Aufgrund der Vielzahl an Anbietern gibt es inzwischen viele Varianten von Hausnotrufen: Von der klassischen Basisstation mit Notrufknopf an Armband oder Kette über Angebote mit einem weiteren Mobilteil für unterwegs bis hin zu modernen Lösungen, die mit dem Smartphone gekoppelt werden. Je nach Bedarf und Wünschen kann hier also prinzipiell jeder die perfekte Lösung für sich finden. Wichtig ist dabei, dass Sie auf die Professionalität des Anbieters achten, sich in Ruhe beraten lassen und bei der Einrichtung umfassende Funktionstests vornehmen. Der Hausnotruf bzw. die Funkverbindung muss zum Beispiel auch funktionieren, wenn der Betroffene sich gerade im Bad befindet und die Basis im Wohnzimmer steht.

Der Kostenfaktor

Hausnotrufanbieter werden in der Regel monatlich bezahlt. Inbegriffen ist der Dienst an sich und die nötige Technik. Das kostet in den Basistarifen normalerweise zwischen 20 und 40 Euro. Einrichtungskosten (falls sie anfallen) werden mit einer einmaligen Zahlung beglichen. Bei einer Pflegestufe stehen die Chancen gut, dass die Pflegeversicherung die Kosten für den Hausnotruf (teilweise) übernehmen kann. Am Besten informieren Sie sich hier direkt bei Ihrer Pflegeversicherung über Ihre Möglichkeiten.

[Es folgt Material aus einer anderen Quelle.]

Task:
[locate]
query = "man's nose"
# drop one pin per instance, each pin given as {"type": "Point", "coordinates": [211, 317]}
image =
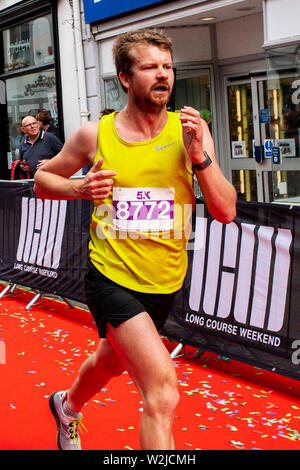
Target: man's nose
{"type": "Point", "coordinates": [162, 72]}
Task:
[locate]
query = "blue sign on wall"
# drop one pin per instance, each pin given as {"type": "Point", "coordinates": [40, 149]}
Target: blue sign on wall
{"type": "Point", "coordinates": [96, 10]}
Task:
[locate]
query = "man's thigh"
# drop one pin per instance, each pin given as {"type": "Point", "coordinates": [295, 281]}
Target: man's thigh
{"type": "Point", "coordinates": [139, 347]}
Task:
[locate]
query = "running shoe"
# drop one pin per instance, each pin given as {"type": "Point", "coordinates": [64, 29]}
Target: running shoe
{"type": "Point", "coordinates": [67, 425]}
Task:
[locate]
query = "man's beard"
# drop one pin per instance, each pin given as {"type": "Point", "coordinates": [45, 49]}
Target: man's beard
{"type": "Point", "coordinates": [152, 101]}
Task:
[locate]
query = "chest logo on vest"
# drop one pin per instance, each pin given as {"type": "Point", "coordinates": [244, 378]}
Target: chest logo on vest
{"type": "Point", "coordinates": [157, 148]}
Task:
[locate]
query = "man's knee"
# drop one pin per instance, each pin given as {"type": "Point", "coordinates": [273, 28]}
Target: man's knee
{"type": "Point", "coordinates": [162, 401]}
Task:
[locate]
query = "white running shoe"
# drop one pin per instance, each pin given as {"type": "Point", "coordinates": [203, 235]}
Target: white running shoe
{"type": "Point", "coordinates": [67, 425]}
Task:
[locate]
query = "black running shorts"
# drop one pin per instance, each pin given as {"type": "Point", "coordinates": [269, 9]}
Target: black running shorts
{"type": "Point", "coordinates": [111, 303]}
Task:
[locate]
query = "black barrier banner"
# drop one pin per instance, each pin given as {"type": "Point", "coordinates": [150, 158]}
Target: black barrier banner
{"type": "Point", "coordinates": [241, 293]}
{"type": "Point", "coordinates": [43, 243]}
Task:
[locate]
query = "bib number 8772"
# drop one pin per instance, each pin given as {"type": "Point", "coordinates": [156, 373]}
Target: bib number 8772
{"type": "Point", "coordinates": [143, 210]}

Einige Dienste bieten noch zusätzliche Funktionen an, wie Schlüsselaufbewahrung oder Kontaktaufnahme bei der Registrierung von Rauchentwicklung oder Gasaustritt. Insbesondere für Pflegebedürftige kann eine „Meldefunktion“ interessant sein. Das funktioniert so, dass der oder die Pflegebedürftige in gewissen (vorher vereinbarten) Zeitabständen melden muss, dass alles in Ordnung ist. Bleibt eine Meldung aus, setzt sich der Hausnotruf mit ihm oder ihr in Verbindung und fragt nach.

Viele Vorteile

Ein Hausnotruf kann Pflegebedürftigen wie Angehörigen viel Sicherheit geben. Im Falle eines Sturzes oder anderen Vorfalls gibt es eine klare Regelung und der oder die Betroffene kann zu jeder Uhrzeit schnelle Hilfe erfahren. Vielen fällt es sogar leichter, über einen professionellen Notrufdienst Hilfe zu erfragen, als die Angehörigen zu informieren, denen man oft nicht „zur Last fallen“ möchte.

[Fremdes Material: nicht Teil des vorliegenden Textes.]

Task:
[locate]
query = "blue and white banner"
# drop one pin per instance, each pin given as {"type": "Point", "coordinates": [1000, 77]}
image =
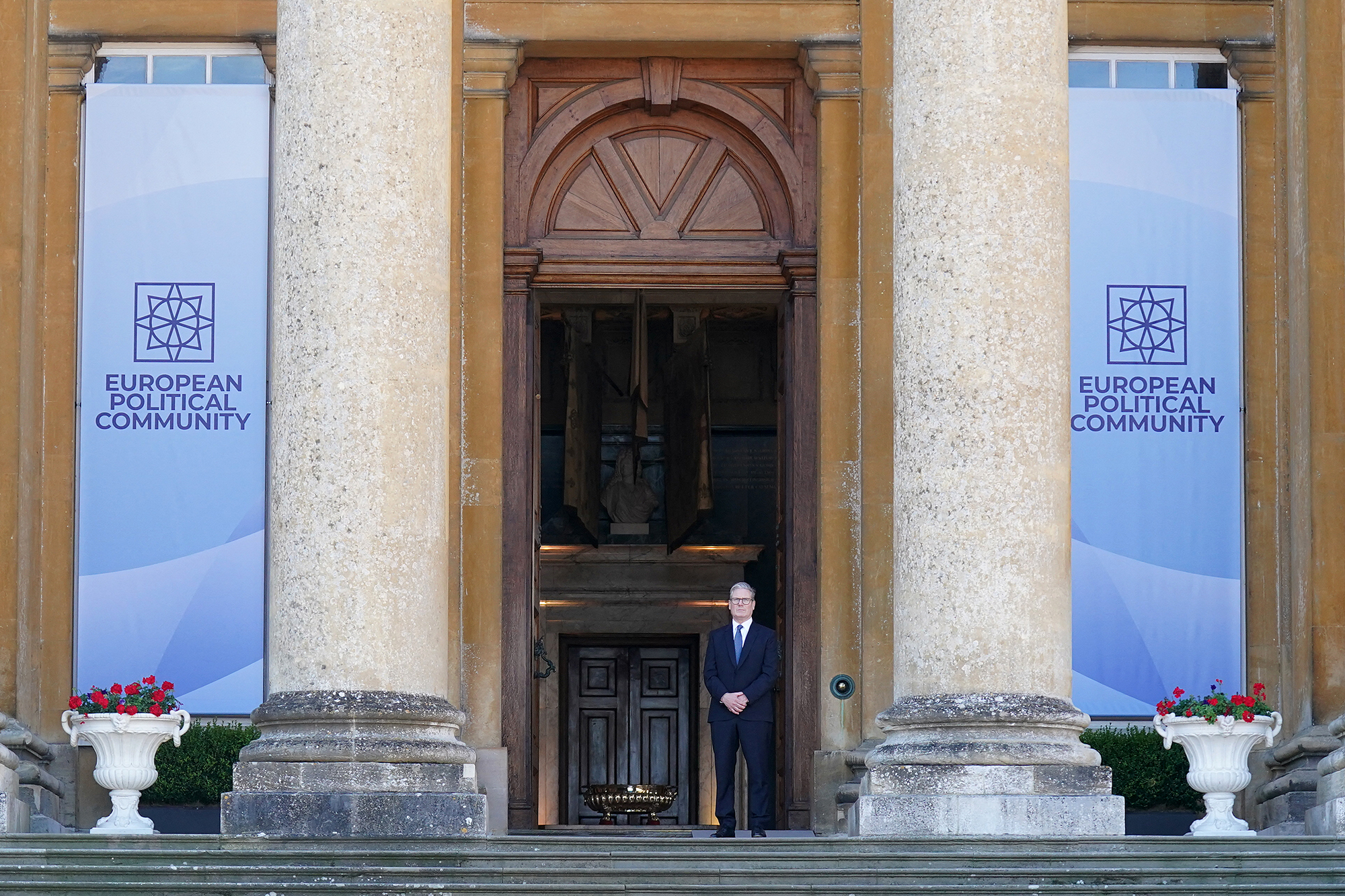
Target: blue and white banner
{"type": "Point", "coordinates": [1156, 396]}
{"type": "Point", "coordinates": [173, 389]}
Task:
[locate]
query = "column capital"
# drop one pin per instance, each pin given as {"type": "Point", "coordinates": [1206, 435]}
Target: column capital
{"type": "Point", "coordinates": [68, 63]}
{"type": "Point", "coordinates": [1253, 63]}
{"type": "Point", "coordinates": [267, 44]}
{"type": "Point", "coordinates": [801, 270]}
{"type": "Point", "coordinates": [520, 267]}
{"type": "Point", "coordinates": [832, 69]}
{"type": "Point", "coordinates": [490, 67]}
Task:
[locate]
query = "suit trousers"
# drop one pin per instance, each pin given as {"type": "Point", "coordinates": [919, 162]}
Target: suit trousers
{"type": "Point", "coordinates": [758, 743]}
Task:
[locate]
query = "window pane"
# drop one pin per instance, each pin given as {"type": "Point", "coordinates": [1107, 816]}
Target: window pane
{"type": "Point", "coordinates": [120, 71]}
{"type": "Point", "coordinates": [237, 71]}
{"type": "Point", "coordinates": [1202, 75]}
{"type": "Point", "coordinates": [1143, 75]}
{"type": "Point", "coordinates": [180, 69]}
{"type": "Point", "coordinates": [1087, 73]}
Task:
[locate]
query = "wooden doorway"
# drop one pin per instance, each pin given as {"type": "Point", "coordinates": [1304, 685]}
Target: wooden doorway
{"type": "Point", "coordinates": [689, 177]}
{"type": "Point", "coordinates": [629, 717]}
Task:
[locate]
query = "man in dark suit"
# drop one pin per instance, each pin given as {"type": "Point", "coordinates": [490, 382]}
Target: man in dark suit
{"type": "Point", "coordinates": [742, 663]}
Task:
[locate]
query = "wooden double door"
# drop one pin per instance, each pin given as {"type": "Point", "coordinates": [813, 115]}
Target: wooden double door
{"type": "Point", "coordinates": [630, 719]}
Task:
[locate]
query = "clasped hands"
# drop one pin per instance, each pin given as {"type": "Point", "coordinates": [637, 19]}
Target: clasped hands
{"type": "Point", "coordinates": [736, 701]}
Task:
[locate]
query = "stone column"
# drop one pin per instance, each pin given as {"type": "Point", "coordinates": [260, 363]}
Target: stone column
{"type": "Point", "coordinates": [358, 735]}
{"type": "Point", "coordinates": [983, 737]}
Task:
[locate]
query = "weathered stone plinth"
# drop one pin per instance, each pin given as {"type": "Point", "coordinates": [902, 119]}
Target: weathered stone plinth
{"type": "Point", "coordinates": [987, 764]}
{"type": "Point", "coordinates": [1328, 817]}
{"type": "Point", "coordinates": [356, 764]}
{"type": "Point", "coordinates": [1282, 803]}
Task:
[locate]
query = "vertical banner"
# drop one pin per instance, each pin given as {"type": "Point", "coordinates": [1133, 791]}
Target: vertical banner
{"type": "Point", "coordinates": [1156, 396]}
{"type": "Point", "coordinates": [173, 391]}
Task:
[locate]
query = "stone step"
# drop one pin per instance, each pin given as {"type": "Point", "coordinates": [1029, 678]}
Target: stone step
{"type": "Point", "coordinates": [206, 864]}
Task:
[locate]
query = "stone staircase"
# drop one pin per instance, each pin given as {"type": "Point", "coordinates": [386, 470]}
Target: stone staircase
{"type": "Point", "coordinates": [200, 864]}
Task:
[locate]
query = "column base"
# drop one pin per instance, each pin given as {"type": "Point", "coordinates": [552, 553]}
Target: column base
{"type": "Point", "coordinates": [356, 764]}
{"type": "Point", "coordinates": [989, 815]}
{"type": "Point", "coordinates": [1328, 817]}
{"type": "Point", "coordinates": [400, 814]}
{"type": "Point", "coordinates": [989, 801]}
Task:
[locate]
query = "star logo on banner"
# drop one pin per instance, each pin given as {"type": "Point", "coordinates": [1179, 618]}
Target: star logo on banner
{"type": "Point", "coordinates": [1147, 325]}
{"type": "Point", "coordinates": [176, 322]}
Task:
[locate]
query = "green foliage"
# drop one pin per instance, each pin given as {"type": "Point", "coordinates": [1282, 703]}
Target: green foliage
{"type": "Point", "coordinates": [202, 768]}
{"type": "Point", "coordinates": [1143, 771]}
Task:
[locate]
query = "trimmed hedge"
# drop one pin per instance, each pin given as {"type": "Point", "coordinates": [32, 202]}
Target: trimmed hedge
{"type": "Point", "coordinates": [1149, 776]}
{"type": "Point", "coordinates": [202, 768]}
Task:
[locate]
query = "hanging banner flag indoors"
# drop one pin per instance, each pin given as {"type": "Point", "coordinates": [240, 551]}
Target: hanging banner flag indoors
{"type": "Point", "coordinates": [173, 391]}
{"type": "Point", "coordinates": [1156, 396]}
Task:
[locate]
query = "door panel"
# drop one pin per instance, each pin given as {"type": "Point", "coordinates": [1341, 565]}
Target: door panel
{"type": "Point", "coordinates": [630, 719]}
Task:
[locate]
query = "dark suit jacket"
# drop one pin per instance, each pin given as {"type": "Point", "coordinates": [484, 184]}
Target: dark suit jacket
{"type": "Point", "coordinates": [754, 674]}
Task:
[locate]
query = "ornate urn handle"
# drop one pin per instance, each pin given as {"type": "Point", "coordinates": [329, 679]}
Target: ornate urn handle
{"type": "Point", "coordinates": [65, 723]}
{"type": "Point", "coordinates": [185, 724]}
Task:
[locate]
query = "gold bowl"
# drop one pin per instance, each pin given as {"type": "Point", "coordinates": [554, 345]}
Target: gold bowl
{"type": "Point", "coordinates": [629, 799]}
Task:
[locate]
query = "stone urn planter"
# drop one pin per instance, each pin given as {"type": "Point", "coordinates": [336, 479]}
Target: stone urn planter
{"type": "Point", "coordinates": [126, 747]}
{"type": "Point", "coordinates": [1218, 754]}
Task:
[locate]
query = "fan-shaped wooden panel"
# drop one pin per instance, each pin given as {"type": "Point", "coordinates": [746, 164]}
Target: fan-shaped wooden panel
{"type": "Point", "coordinates": [590, 205]}
{"type": "Point", "coordinates": [660, 159]}
{"type": "Point", "coordinates": [711, 174]}
{"type": "Point", "coordinates": [731, 206]}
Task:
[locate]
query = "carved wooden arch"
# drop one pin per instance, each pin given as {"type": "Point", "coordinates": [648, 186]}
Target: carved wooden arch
{"type": "Point", "coordinates": [660, 171]}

Ein professioneller Hausnotruf trägt viel dazu bei, die Selbstständigkeit im eigenen Haus zu bewahren und zugleich für den Ernstfall vorzusorgen. Auch wer zum Beispiel nach einem Krankenhausaufenthalt unsicher ist, oder für einen bestimmten Zeitraum einen Hausnotruf in Anspruch nehmen möchte, findet bei den Hausnotrufsystemen sicher eine gute Lösung.